La Fernández: quando o despeito soa como mariachi (e vingança)
Camila Fernández não vem jogar. Com seu novo álbum La Fernández, a intérprete dá um tapa musical na regional mexicana e lembra que o rancor ainda é o esporte nacional (depois do futebol, claro). E sim, ela faz isso com mais estilo do que uma influenciadora na semana de moda.
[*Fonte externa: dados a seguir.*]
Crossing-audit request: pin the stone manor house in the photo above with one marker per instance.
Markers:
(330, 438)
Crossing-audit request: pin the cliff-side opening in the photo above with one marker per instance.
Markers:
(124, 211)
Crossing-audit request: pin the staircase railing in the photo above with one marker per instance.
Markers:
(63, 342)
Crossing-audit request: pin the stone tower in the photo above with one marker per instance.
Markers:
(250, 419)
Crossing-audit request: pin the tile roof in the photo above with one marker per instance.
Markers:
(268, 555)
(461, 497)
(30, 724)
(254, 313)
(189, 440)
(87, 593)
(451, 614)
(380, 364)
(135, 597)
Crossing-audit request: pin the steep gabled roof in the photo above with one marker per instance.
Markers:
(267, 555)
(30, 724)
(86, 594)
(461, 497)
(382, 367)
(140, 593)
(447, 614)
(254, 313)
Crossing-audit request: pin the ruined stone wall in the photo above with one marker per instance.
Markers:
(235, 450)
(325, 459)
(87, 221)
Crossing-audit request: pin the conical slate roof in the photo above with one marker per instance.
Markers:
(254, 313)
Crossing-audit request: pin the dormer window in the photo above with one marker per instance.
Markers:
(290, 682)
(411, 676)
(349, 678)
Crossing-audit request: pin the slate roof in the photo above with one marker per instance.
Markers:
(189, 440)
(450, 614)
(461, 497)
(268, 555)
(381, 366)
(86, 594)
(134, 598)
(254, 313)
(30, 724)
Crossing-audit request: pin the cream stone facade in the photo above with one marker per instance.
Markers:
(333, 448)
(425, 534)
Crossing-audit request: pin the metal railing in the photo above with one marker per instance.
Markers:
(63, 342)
O primeiro golpe baixo (ou alto, dependendo de como você vê) é “La Loca Era Yo”, uma balada ranchero que dói mais do que ver seu ex postando fotos com seu novo parceiro. Aqui, Camila canta para aquele cara que a tratava como se fosse um móvel da IKEA: fácil de montar, mas mais fácil de abandonar. A Universal Music o descreve como “um hino para aqueles que já foram fantasmas”, e não podemos deixar de pensar que é a trilha sonora perfeita para excluir números de telefone às 3 da manhã.
Do choro ao empoderamento (com troca de roupa incluída)
O vídeo é uma narrativa visual completa que nos leva de “Eu chorei tanto que até meus cílios postiços caíram” a “agora sou uma deusa vingativa que poderia estrelar ‘Kill Bill 3′”. Camila começa dirigindo um carro (uma metáfora para sua vida em chamas, obviamente) e acaba parada na frente da casa do homem, usando um vestido que grita “Eu sou seu carma, querido.” Spoiler: o mariachi que a acompanha deveria cobrar a mais pela terapia emocional.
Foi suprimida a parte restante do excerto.